What can be done about it?

I think, simply, people should fail more and feel ok about failing. There’s a huge resistance to anything related to failure here now. People should experience it more and understand there’s life afterwards too, a much more interesting life actually.

The thing of course with Macedonia is that it’s kind of an improbable Garden of Eden. No one is homeless, food grows fresh everywhere, you can always get from one place to another. And so people here aren’t used to changing things, because everything generally sort of works for everyone. And because of that, people don’t implement change. They do like hearing advice, but they’re very bad at implementing it. And that really can only change once people understand that failing is not only an option, it’s a necessity.

Ok, but still, where do we start with changing that culture?

Man, that’s a really hard, big question. I don’t know. What Macedonia really needs is less of that engineering focus, and more focus on liberal arts. Without liberal arts, technology is meaningless. Here people have this fascination with technology without really understanding the human side to it; the why people need tech, instead of how they’re going to use it.

Here’s an idea: I noticed how in most Macedonian towns and cities, the old downtown bazaar areas, the carsija’s, are desolate. Now they could be a great place to bring together founders, engineers, and the creative people. The problem with creating tech communities here in the Balkans is that everyone only thinks about office space. You know, IT-style office space… standing desks, beanbags, ping pong tables, all that. That’s really only cool for big outsourcing companies. You actually need the kind of space where non-tech people feel comfortable too, and I think the carsija’s are the best spots for that.

So that, and then learning to embrace failure, are the two most important things. People should understand that success is never linear; the whole notion that it takes a ton of zigzags to achieve success is absolutely foreign here for now.

Is there something the government can or should do?
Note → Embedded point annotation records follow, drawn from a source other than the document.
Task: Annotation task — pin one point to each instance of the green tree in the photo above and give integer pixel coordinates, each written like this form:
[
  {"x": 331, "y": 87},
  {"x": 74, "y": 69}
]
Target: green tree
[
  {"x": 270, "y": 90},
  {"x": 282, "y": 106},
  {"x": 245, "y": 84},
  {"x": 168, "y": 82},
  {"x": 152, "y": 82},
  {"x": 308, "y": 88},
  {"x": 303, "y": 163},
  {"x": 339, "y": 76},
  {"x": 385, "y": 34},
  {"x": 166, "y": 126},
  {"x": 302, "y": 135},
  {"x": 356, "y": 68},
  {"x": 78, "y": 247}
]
I talked to the people from the local government fund (FITR) the other day, and I told them that I think you shouldn’t invest directly in startups as a government. It’s just not a great use of money. Unless you do something like CSIRO in Australia, where you invest in fundamental research and then license the knowledge to private companies for implementation and market testing. That’s different, but Macedonia isn’t ready for that. What they should do here is spend money on infrastructure. Put together a reliable set of census data, commission a bureau of statistics for that. Also, ease up the regulations for startups and businesses. One of the common grieves I hear from people is that the common global payment platforms aren’t working in Macedonia. The government could lobby the PayPal’s and Stripes to come here. They won’t make a lot of money for now, but they also won’t lose anything. And the additional upside is that you then can reap benefits from all those apps and e-commerce shops, of which there are thousands here in Macedonia, that do business online, but their shop is registered with a cousin in the UK or Germany, because there you actually can get paid in PayPal or Stripe. And so the taxes are paid there too, instead of here.

So finally, what could you advise anyone interested in joining EIR?

Don’t overthink it. In places like Macedonia, people just need help with the basics. Whatever you’re doing out there in London, US, or Australia, is probably so much more complicated and advanced than what the people are struggling with here. Just show up, be yourself, and you’ll be of tremendous help here as such.